Going to great length and walking an extra mile to get children into popular schools are what some Singaporean parents did in the second half of every year when the registration of Primary One school enrolment kicks in every year. This phenomenon by and large has affected the prices of homes with some new launch condo residential projects made much sought after by eager parents due to their close proximity to popular schools.
There are altogether seven phases in the allocation system of Ministry of Education for registration of enrolment. The priority for first three phases namely 1, 2A(1) and 2A(2) is allocated for the registration of students having some affiliation with the schools.
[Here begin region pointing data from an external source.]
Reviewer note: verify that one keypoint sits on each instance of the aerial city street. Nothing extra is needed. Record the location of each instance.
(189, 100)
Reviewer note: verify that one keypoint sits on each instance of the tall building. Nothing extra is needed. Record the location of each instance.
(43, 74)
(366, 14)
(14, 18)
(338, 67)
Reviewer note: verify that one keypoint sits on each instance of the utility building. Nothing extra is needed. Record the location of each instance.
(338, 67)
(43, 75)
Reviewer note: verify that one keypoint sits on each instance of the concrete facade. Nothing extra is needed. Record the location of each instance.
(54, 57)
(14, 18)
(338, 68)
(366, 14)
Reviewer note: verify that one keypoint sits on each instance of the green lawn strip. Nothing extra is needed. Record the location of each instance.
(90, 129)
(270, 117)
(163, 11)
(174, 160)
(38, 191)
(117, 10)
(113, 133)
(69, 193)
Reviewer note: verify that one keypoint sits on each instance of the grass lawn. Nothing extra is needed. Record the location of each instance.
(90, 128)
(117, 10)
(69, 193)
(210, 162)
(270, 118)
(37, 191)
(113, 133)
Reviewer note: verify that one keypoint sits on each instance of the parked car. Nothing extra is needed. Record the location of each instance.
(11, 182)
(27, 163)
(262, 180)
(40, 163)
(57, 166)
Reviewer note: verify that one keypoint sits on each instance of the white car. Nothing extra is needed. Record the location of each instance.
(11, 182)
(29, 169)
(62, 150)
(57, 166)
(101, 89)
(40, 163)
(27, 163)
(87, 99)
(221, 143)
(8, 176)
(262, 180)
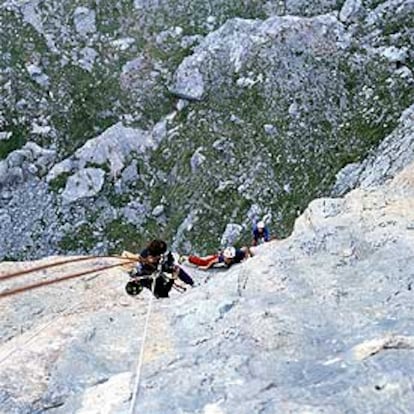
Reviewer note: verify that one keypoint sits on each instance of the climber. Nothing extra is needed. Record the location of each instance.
(229, 256)
(260, 234)
(158, 265)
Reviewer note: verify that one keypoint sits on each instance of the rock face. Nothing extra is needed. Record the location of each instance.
(157, 114)
(318, 322)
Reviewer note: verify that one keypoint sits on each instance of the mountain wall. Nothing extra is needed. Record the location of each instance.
(320, 322)
(125, 121)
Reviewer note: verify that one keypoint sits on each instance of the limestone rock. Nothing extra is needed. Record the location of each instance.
(85, 183)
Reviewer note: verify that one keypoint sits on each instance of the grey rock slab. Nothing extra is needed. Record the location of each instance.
(85, 183)
(112, 149)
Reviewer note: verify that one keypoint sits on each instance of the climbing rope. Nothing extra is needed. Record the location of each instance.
(132, 409)
(59, 263)
(32, 286)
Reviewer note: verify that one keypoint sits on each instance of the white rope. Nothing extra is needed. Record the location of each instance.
(132, 409)
(38, 332)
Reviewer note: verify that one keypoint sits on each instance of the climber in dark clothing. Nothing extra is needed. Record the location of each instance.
(260, 234)
(158, 265)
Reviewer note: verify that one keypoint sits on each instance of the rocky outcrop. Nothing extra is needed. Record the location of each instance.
(320, 321)
(201, 111)
(394, 153)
Such affiliations include children with siblings who are already students in the schools, whose parents and siblings are alumni of the schools, whose parents are members of advisory and management boards of the schools, and lastly whose parents are teaching staff in the schools.
The next two phases namely phase 2B and 2C are prioritised for children who are staying well within the stipulated distance from the schools of choice. Such distance based prioritisation works in such a way that for children who are staying within the one kilometre radius from the school are given the first priority followed by those who are staying between the radii distance of one kilometre to two kilometres. If the number of children are more than the available vacancies, the respective schools will conduct balloting exercise in front of all the parents concerned in the most transparent way. It is in this category of parents of whom some make preparations ahead in buying new condo launch residential properties and also existing old or new condominiums within that locality closed to the popular schools.
The National University of Singapore (NUS) had conducted research study by its two researchers who had tested the extend by which the distance-based criteria of school enrolment affecting the prices of some real estate residential properties nearby. In its study, primary school relocations of sixteen schools within a period of ten years were collectively tested for their effects of property prices when relocations occurred.
The findings of such interesting study indeed confirmed that homes situated well within the two kilometres radius of popular primary schools do command price premiums of quite a good significant proportions.
Interestingly, Singapore is not the only country where price discrimination exists. In Beijing, for houses located within the attendance zoning regulations, a study had established evidence that such houses command a premium of about seven percent in their prices.